John Boyd’s OODA loop


John Boyd’s OODA loop

John Boyd was a US Air Force pilot, later assigned to the training US Air Force pilots, where he became known as ’40-second Boyd’ because of a standing bet that he could beat anyone in an aerial dogfight within 40 seconds, starting from a position of disadvantage. He was also one of the top military strategists of the twentieth century, called back by Dick Cheney to help engineer the strategy behind the devastating US action in Iraq after the Iraqi invasion of Kuwait. In part his expertise came from his thorough examination of past military engagements through his study “Patterns of Conflict.” A key focus of his strategic thinking was about how to use time – and particularly the decision-action cycle time – to your advantage and to the active disadvantage of your competitor.

Boyd was a modeller, appreciating all the value of having a model of a situation or an actor in its environment. Part of that value is to recognise that it is always incomplete and always wrong in part, and so can be used as a touchstone or reference model, looking for where it doesn’t match the thing of which it is a model. Actively looking for mismatches between your expectation and reality is a key way to improve the quality of your understanding of a situation. This may all seem a bit theoretical but it defines the core elements for his OODA loop.

His OODA loop has four key elements: Observe, Orientate, Decide, Act. The Decide-Act is the decision-action cycle time mentioned earlier.
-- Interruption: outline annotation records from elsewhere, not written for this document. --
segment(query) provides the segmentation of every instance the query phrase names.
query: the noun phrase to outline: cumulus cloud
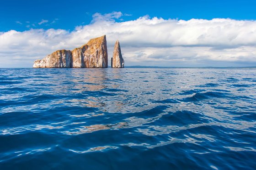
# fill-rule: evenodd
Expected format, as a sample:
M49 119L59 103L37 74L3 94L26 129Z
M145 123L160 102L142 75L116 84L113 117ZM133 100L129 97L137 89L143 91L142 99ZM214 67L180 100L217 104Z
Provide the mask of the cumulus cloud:
M118 39L126 65L256 65L255 20L184 20L146 15L121 22L123 15L120 12L96 13L90 24L72 31L31 29L1 33L0 58L5 61L0 67L31 67L34 60L53 51L72 50L103 35L109 59Z
M43 24L46 23L48 22L49 22L49 21L48 20L45 20L43 19L43 20L42 20L41 22L38 23L38 25L41 25Z
M22 25L22 23L21 23L21 21L19 21L18 20L16 21L16 24L20 24L20 25Z

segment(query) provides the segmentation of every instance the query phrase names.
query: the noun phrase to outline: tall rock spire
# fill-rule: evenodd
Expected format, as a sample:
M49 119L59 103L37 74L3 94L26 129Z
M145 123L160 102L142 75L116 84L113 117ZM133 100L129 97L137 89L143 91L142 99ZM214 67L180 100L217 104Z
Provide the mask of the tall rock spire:
M113 57L111 58L111 67L112 68L124 67L124 61L122 56L119 41L117 40L114 47Z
The OODA loop hard-wires the need to keep interacting with your environment, to keep comparing what you know of it (or thought you knew) with what is actually showing up. It will be changing on a continuous basis, and for you to have a good grip on what those changes are and what they could mean for you, you need to keep checking in and revising your models as a result. The better you understand the environment, both in absolute terms and relative to your competitor, the more insight you have for your decision taking, and the faster you can enact your decision-action cycle time. It’s a massive form of competitive advantage, and looking for those mismatches is also a source of potential new ideas and innovations.
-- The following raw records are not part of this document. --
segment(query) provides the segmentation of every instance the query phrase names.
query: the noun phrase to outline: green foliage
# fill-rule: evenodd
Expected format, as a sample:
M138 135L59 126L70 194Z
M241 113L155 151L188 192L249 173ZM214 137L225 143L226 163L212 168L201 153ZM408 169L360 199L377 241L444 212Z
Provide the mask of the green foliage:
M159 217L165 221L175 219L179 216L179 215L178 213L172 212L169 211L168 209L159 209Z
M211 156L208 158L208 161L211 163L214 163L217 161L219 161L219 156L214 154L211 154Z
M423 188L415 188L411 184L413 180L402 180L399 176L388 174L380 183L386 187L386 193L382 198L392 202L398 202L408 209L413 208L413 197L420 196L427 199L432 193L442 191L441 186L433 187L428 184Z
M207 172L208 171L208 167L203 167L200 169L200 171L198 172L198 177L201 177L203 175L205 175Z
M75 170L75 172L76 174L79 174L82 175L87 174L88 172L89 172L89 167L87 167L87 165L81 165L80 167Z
So exactly what is the OODA loop? Boyd saw that making decisions, appropriate decisions, more effectively than your competitor is key for success. This is because the organisation that goes through their decision-action cycle faster than their competitors can effectively destabilise them, because meantime the competitor is busily reacting to a situation which has already changed. The Orientate is about the model you hold about your environment and how it is changing. That shapes what you Observe and what you interpret from what you observe. And in turn it affects what you Decide and how you Act as a consequence. So the quality of your model of the environment – your Orientate – affects the quality of your decision taking. So the Orientation is crucial, as you capture and structure what you know about your environment, and then update your Orientation, when there is a mismatch between your model and the feedback you get through interaction with your environment.

It’s important to note that Observe isn’t a passive ‘watch from the sidelines’ activity. It’s a purposeful and active search for intelligence and in particular looking for evidence that the model you hold in Orientate needs to be updated. It’s difficult as most people give weight to evidence which reconfirms their current model of the world, but actually it’s more important to look for evidence that your model of the world is flawed. Remember that your Orientate is feeding all the strategic decisions you make – it’s worth investing in it.